Management of Ascites Following Deceased Donor Liver Transplantation: A Case Series.

Background: Persistent ascites after orthotropic liver transplantation has numerous causes and can be challenging to manage. This study aimed to determine the outcomes associated with conservative and endovascular intervention of posttransplant ascites after deceased donor liver transplantation.
Methods: Adult (≥18 y) liver transplant recipients (between 2006 and 2019) who underwent hepatic venous pressure studies to investigate posttransplant ascites were included in this retrospective study. Comparisons were made between those who were managed with conservative therapy versus endovascular intervention and were also based on hepatic venous wedge pressure gradient (normal [≤10 mm Hg] versus elevated [>10 mm Hg]).
Results: A total of 30 patients underwent hepatic venography to investigate ascites during the study period. The median time from transplant to venography was 70 d. At least 1 endovascular intervention was performed in 18 of 30 patients (62%), and 12 of 30 patients (38%) were managed conservatively. Endovascular interventions included angioplasty (n = 4), hepatic vein stenting (n = 9), or a transjugular intrahepatic portosystemic shunt (n = 7). The mean (range) hepatic venous wedge pressure gradient for the conservative and endovascular intervention groups was 12 mm Hg (3-23) and14 mm Hg (2-35), respectively. At a 6-mo follow-up, ascites resolved in 6 of 12 patients (50%) and 11 of 18 patients (61%) in the medical management and endovascular groups, respectively. The graft survival rates at 6 and 12 mo were (7/12 [58%] versus 17/18 [94%], P = 0.02) and (7/12 [58%] versus 14/18 [78%], P = 0.25), respectively. Conclusions: Despite medical or endovascular intervention, resolution of ascites is achieved in <60% of patients with persistent ascites. Biopsy findings and venographic pressure studies should be carefully integrated into the management of posttransplant ascites.

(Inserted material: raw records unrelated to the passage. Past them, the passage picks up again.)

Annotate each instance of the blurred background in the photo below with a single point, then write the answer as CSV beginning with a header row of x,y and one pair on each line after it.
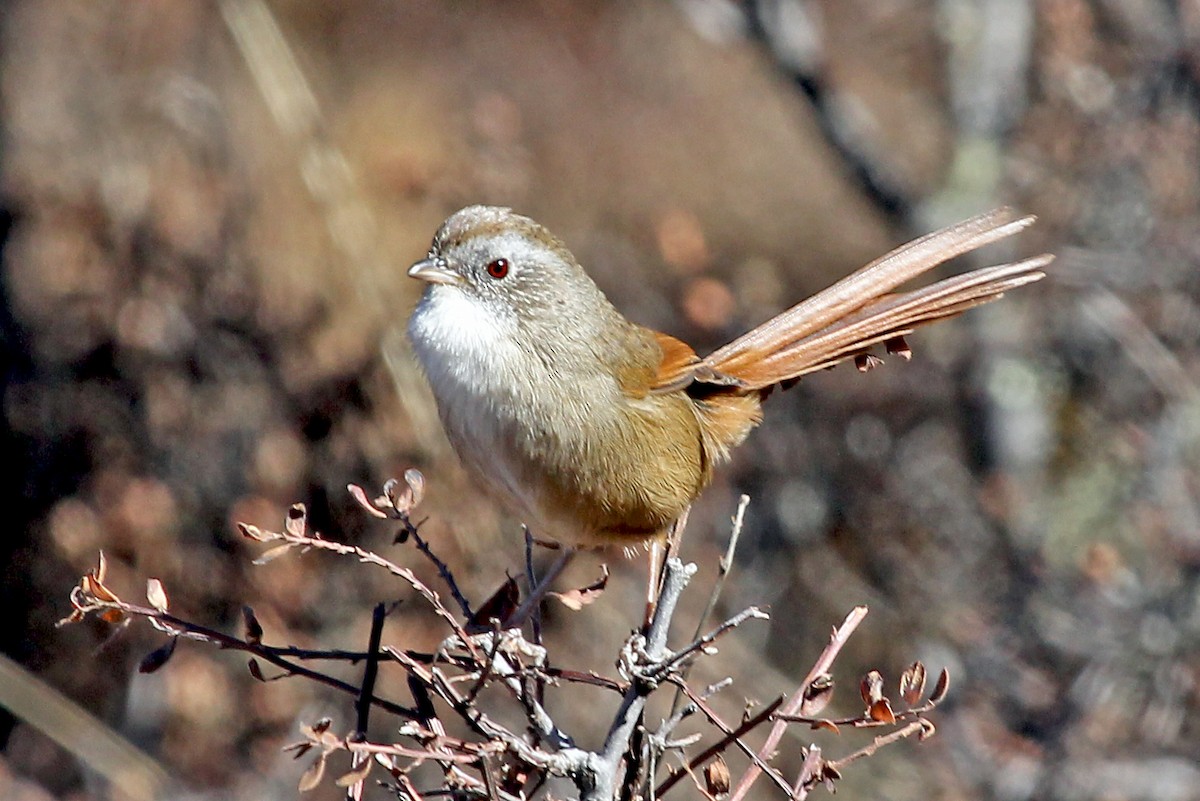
x,y
208,211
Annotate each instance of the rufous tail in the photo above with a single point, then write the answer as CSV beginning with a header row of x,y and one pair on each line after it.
x,y
862,311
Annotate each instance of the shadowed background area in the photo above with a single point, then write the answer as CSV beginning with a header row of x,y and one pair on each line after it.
x,y
208,212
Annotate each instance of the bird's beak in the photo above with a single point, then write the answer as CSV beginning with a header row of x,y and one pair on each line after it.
x,y
435,271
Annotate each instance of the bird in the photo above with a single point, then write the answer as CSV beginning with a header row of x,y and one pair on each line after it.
x,y
599,432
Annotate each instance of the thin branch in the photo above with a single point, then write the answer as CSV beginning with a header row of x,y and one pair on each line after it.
x,y
708,639
363,706
756,760
187,630
749,724
823,663
916,727
442,567
370,558
675,578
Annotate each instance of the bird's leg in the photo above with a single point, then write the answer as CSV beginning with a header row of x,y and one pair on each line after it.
x,y
660,552
538,592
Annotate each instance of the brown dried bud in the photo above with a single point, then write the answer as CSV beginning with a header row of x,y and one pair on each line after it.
x,y
865,362
717,777
297,521
253,628
899,347
912,684
817,696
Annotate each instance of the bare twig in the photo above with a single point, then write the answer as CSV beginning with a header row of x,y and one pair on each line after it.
x,y
749,724
305,540
823,663
363,708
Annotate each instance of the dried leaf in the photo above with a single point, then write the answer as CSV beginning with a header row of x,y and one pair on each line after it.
x,y
73,618
827,724
300,748
156,595
297,521
881,711
912,684
899,347
360,495
157,657
397,499
871,687
867,362
355,775
255,533
253,628
415,482
312,776
273,553
112,616
499,607
941,687
586,595
717,776
95,588
817,696
318,728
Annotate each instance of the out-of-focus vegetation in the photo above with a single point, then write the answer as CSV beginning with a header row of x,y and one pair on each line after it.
x,y
205,247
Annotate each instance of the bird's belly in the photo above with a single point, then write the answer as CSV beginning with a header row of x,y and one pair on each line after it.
x,y
574,470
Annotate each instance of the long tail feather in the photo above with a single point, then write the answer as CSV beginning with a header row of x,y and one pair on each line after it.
x,y
859,311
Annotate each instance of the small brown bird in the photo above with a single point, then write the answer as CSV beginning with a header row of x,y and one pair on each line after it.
x,y
601,432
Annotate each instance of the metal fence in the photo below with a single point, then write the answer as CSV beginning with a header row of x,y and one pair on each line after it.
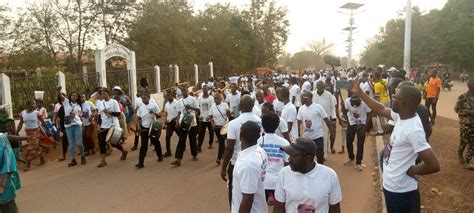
x,y
22,89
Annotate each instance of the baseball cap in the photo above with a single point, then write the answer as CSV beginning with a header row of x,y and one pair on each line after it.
x,y
301,145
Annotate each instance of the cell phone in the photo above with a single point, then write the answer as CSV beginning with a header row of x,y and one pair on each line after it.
x,y
343,84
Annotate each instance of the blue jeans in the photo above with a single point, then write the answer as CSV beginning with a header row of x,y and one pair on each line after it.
x,y
74,135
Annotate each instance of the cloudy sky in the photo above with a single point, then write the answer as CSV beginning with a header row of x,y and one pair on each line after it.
x,y
322,19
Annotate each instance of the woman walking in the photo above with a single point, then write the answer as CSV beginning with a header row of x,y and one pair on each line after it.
x,y
73,125
31,118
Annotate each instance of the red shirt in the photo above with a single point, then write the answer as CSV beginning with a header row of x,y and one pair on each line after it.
x,y
269,98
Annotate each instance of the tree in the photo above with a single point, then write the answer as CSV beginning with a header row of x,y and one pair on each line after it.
x,y
320,47
270,25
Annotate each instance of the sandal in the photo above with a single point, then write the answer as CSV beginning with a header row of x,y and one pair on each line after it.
x,y
124,155
102,164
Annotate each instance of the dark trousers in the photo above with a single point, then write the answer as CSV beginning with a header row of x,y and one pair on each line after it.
x,y
221,140
64,142
183,134
202,133
352,130
103,143
9,207
230,172
429,102
319,149
144,146
407,202
170,128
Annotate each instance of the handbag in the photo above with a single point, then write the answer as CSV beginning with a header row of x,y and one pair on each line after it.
x,y
187,120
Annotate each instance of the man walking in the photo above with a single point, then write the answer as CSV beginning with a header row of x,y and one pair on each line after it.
x,y
249,172
312,115
306,186
407,142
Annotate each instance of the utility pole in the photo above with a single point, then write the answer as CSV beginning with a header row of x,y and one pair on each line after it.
x,y
407,50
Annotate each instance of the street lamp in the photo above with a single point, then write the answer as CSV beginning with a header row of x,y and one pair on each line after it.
x,y
351,7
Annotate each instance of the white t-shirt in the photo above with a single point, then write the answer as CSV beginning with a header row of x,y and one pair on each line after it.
x,y
171,110
87,110
219,113
145,115
312,118
327,101
278,106
271,143
234,79
407,139
361,111
190,100
315,190
30,119
282,127
73,110
306,86
139,102
288,114
248,177
295,92
233,101
108,120
205,105
233,131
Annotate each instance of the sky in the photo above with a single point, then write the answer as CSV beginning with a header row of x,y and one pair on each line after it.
x,y
322,19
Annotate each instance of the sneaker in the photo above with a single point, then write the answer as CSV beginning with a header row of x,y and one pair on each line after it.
x,y
350,162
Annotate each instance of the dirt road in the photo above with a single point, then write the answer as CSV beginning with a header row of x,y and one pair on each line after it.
x,y
159,187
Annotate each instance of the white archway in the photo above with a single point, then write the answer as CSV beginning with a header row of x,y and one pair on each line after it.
x,y
118,50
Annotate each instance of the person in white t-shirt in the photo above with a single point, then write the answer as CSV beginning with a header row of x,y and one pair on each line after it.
x,y
277,158
109,112
306,186
282,129
172,112
249,172
233,99
219,116
188,107
289,113
311,115
328,102
205,102
357,113
407,142
148,113
233,146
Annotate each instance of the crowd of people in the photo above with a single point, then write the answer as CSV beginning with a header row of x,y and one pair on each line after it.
x,y
273,132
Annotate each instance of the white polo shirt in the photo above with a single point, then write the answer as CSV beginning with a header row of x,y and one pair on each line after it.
x,y
312,118
271,143
145,115
233,131
313,191
248,178
205,106
171,110
361,111
327,101
407,139
219,113
289,114
190,100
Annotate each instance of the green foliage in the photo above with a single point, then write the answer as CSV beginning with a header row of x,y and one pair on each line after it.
x,y
440,36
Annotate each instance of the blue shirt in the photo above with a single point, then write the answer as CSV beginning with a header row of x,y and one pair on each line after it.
x,y
8,166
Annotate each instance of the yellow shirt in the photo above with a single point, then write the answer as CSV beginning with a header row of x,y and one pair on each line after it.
x,y
381,88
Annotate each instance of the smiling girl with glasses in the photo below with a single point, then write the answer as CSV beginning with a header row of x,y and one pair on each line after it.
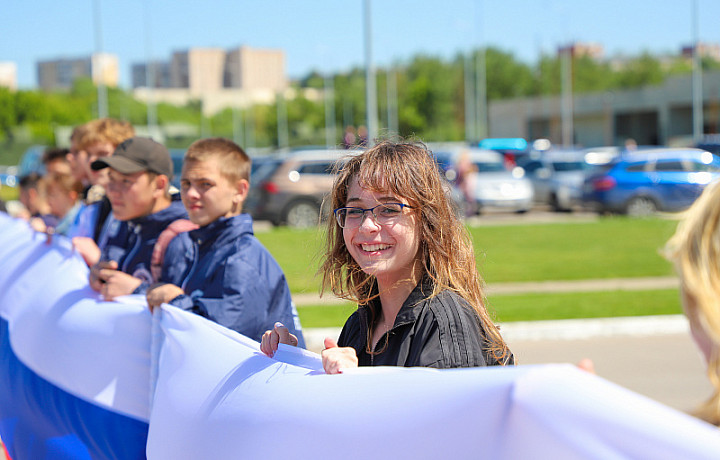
x,y
397,248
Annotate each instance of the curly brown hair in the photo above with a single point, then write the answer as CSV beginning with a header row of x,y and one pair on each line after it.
x,y
408,170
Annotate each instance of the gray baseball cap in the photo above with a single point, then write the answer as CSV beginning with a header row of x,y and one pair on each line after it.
x,y
138,154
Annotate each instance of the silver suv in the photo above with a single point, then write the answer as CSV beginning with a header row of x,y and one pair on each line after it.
x,y
291,189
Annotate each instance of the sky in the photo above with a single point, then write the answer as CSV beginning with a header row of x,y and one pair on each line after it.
x,y
327,35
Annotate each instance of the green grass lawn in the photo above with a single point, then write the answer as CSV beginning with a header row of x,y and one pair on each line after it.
x,y
8,193
608,248
534,307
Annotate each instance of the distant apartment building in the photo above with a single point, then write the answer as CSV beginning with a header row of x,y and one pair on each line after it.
x,y
255,69
578,49
212,69
59,74
711,50
8,75
157,71
218,78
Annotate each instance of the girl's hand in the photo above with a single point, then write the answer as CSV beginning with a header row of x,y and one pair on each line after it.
x,y
271,339
335,358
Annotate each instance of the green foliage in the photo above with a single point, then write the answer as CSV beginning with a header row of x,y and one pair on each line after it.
x,y
643,71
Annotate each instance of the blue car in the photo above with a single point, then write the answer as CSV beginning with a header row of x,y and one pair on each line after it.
x,y
642,183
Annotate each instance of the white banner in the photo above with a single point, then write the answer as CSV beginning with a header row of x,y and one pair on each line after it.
x,y
94,379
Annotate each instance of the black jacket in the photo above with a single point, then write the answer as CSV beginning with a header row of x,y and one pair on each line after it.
x,y
440,332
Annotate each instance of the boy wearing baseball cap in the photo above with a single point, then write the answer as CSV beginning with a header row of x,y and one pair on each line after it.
x,y
140,170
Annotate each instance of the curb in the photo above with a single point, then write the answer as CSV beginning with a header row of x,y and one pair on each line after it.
x,y
564,329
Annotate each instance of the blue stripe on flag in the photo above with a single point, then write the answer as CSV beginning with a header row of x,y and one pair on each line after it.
x,y
40,421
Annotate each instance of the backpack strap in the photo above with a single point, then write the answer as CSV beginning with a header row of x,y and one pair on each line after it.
x,y
158,256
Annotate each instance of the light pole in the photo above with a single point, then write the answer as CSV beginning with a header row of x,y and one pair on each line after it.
x,y
566,98
696,78
470,134
98,62
329,111
150,73
370,86
481,82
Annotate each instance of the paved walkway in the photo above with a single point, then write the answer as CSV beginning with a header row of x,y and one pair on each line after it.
x,y
612,284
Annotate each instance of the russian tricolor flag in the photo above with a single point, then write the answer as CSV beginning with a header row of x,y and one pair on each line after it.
x,y
81,378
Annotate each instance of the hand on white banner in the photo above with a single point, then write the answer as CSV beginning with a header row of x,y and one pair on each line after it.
x,y
111,282
271,339
87,249
162,293
335,358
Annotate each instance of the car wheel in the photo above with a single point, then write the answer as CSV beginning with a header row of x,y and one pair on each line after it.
x,y
641,206
302,214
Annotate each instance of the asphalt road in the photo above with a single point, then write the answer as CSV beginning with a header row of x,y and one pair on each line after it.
x,y
653,356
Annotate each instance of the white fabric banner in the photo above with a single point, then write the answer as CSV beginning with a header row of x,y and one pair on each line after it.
x,y
201,391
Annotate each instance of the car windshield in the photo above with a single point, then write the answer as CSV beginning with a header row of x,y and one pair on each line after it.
x,y
563,166
489,167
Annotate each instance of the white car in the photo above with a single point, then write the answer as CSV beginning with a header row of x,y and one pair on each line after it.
x,y
493,185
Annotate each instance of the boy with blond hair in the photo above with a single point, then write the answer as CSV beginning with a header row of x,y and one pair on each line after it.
x,y
90,142
221,271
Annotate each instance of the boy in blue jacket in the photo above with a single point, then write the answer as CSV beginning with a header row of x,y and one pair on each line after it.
x,y
140,170
220,270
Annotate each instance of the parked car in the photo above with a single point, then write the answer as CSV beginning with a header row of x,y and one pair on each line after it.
x,y
642,183
31,161
557,176
495,186
711,143
291,189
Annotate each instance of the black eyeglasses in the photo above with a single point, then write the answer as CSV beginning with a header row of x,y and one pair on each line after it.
x,y
353,217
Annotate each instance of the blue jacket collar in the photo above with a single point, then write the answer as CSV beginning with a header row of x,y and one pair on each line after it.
x,y
224,227
162,218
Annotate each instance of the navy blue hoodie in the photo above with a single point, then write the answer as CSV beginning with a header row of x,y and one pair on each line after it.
x,y
131,243
230,278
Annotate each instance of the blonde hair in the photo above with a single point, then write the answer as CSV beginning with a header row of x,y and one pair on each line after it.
x,y
102,130
695,251
408,170
64,182
235,162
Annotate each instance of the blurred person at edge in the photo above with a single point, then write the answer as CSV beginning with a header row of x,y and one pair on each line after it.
x,y
33,196
63,199
94,140
56,161
694,249
397,249
140,171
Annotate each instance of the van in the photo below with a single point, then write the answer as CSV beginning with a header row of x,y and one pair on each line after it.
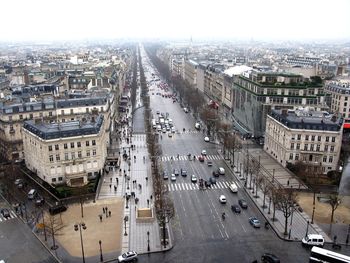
x,y
32,194
313,240
233,187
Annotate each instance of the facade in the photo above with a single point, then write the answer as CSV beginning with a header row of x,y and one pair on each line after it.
x,y
304,135
72,152
14,113
256,93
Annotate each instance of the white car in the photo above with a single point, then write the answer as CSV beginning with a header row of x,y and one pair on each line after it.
x,y
128,256
222,199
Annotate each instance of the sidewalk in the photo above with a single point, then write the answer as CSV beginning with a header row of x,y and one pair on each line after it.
x,y
297,223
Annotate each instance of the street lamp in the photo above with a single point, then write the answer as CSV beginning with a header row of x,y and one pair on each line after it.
x,y
148,248
101,256
77,227
126,218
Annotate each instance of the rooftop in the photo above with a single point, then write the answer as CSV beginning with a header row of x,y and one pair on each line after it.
x,y
307,119
49,131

In the early postoperative period after liver transplantation, it is common for ascitic fluid to accumulate. As graft function improves and the pressure within the portal circulation normalizes, the ascites usually resolves. However, persistent posttransplant ascites can be troublesome and is associated with renal impairment, intrabdominal infections, prolonged hospitalization, and subsequent graft loss.[1] Persistent ascites after liver transplantation has been reported to occur in up to 6% of patients, and effective management has been associated with improved outcomes.[2-5]

The reasons for persistent ascites post–liver transplantation are multifactorial and include vascular complications, graft failure, renal dysfunction, acute rejection, bacterial peritonitis, or fungal peritonitis.[3,5] Hepatic venous outflow obstruction (HVOO), also known as piggyback syndrome, is thought to have an incidence of 1% after whole liver transplantation.[2,4,6] Persistent ascites is a cardinal feature of HVOO and is the most common indication for hepatic venography after liver transplantation.[7,8] Portal vein stenosis, splenic artery steal syndrome, and left-sided portal hypertension are additional vascular causes of persistent ascites.[2,4,9] Preoperative factors that result in persistent post–liver transplantation ascites include preexisting ascites, encephalopathy, hepatitis C cirrhosis, prolonged cold ischemic time, and a history of spontaneous bacterial peritonitis.[3,10] Early detection of the cause, followed by timely intervention, will give the best opportunity for optimal outcomes.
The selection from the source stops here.